The Emporium opens with the first frost of winter. It is the same every year. Across the city, when children wake to see ferns of white stretched across their windows, or walk to school to hear ice crackling underfoot, the whispers begin: the Emporium is open!
It is 1917, and London has spent years in the shadow of the First World War. In the heart of Mayfair, though, there is a place of hope. A place where children’s dreams can come true, where the impossible becomes possible – that place is Papa Jack’s Toy Emporium.
For years Papa Jack has created and sold his famous magical toys: hobby horses, patchwork dogs and bears that seem alive, toy boxes bigger on the inside than out, ‘instant trees’ that sprout from boxes, tin soldiers that can fight battles on their own. Now his sons, Kaspar and Emil, are just old enough to join the family trade. Into this family comes a young Cathy Wray – homeless and vulnerable. The Emporium takes her in, makes her one of its own. But Cathy is about to discover that while all toy shops are places of wonder, only one is truly magical.
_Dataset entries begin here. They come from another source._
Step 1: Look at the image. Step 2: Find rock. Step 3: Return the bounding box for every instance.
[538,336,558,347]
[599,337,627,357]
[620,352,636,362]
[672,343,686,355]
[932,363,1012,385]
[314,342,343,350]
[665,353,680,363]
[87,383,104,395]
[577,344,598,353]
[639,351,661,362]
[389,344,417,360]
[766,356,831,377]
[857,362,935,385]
First, the writing. I read the first pages very slowly, because as a non native English speaker, I had to reread some sentences to make sure I had understood them well. This never happened with my recent English reads : usually I may have some vocabulary to look up, but the syntax is simple enough for me; so I guess Dinsdale’s writing is a little bit more intricate than what I am used to. Or my brain was a bit rusty, who knows. A few pages in, things got easier though, I guess I just had to catch up the rhythm. And once settled, what a delight to read! I guess the right word to describe the writing would be delicate. There was a subtle and elegant poetry in it. Sentences and passages I savoured, as I found the kind of delicacies I am always craving for : finely written stories.
“Night crystallised. On the plain, the blackness was never absolute, for the stars whose light was smeared across the heavens were reflected in grain fields and hedgerows.[…] They had walked through the vagaries of twilight, prison outriders hemming them in just as assuredly as the dark. Men on horseback thundered up and down the line, keeping tallies in their heads but never breathing a word.“
“Consider Jekabs Godman: older than you think him, though you already think him as old as mountains.[….] Watch him now, as he wakes.”
“Was there a word for having done something wrong and yet so terribly right at the same time?”
Then Kaspar, Emil and Jekabs. The rivalry between the two brothers and the tumultuous, distressing past of their father are what truly shape the story. The war is an important character of the novel as well, as there are hints on how WWI hurt countries: the nationalist tensions it revived, the families broken by it (and the Godmans were no exception to that)… But somehow it remains remote. The true tragedy is the one unfolding behind the tortuous walls of the Emporium.
This is a tale about family in the end. Love, loss, transmission, rivalry, frustrations. Every ingredient of a family drama is present there, entangled with fantastic elements that make this novel absolutely unique. It conveys a very tender view on human beings and is a vibrant tribute to the power of toys and imagination. It is also threaded with a kind of melancholy that captures your whole heart. But luckily, there is hope and joy in the end.
The novel also contains an interesting reflexion on what it means to be alive. Regarding the magical toys crafted by the Godmans (God men, see). Regarding consciousness itself, as Dinsdale offers us a beautiful allegory of the awakening of our human psyche. But also regarding human beings facing troubled times. When tragedies break your body and mind, test your resolution and your ethics, what helps you survive? When you come back from hell, are you truly still alive? Are your smiles, dreams, laughters and ambitions still intact, is your humanity unharmed? And most importantly, can a wounded soul be healed?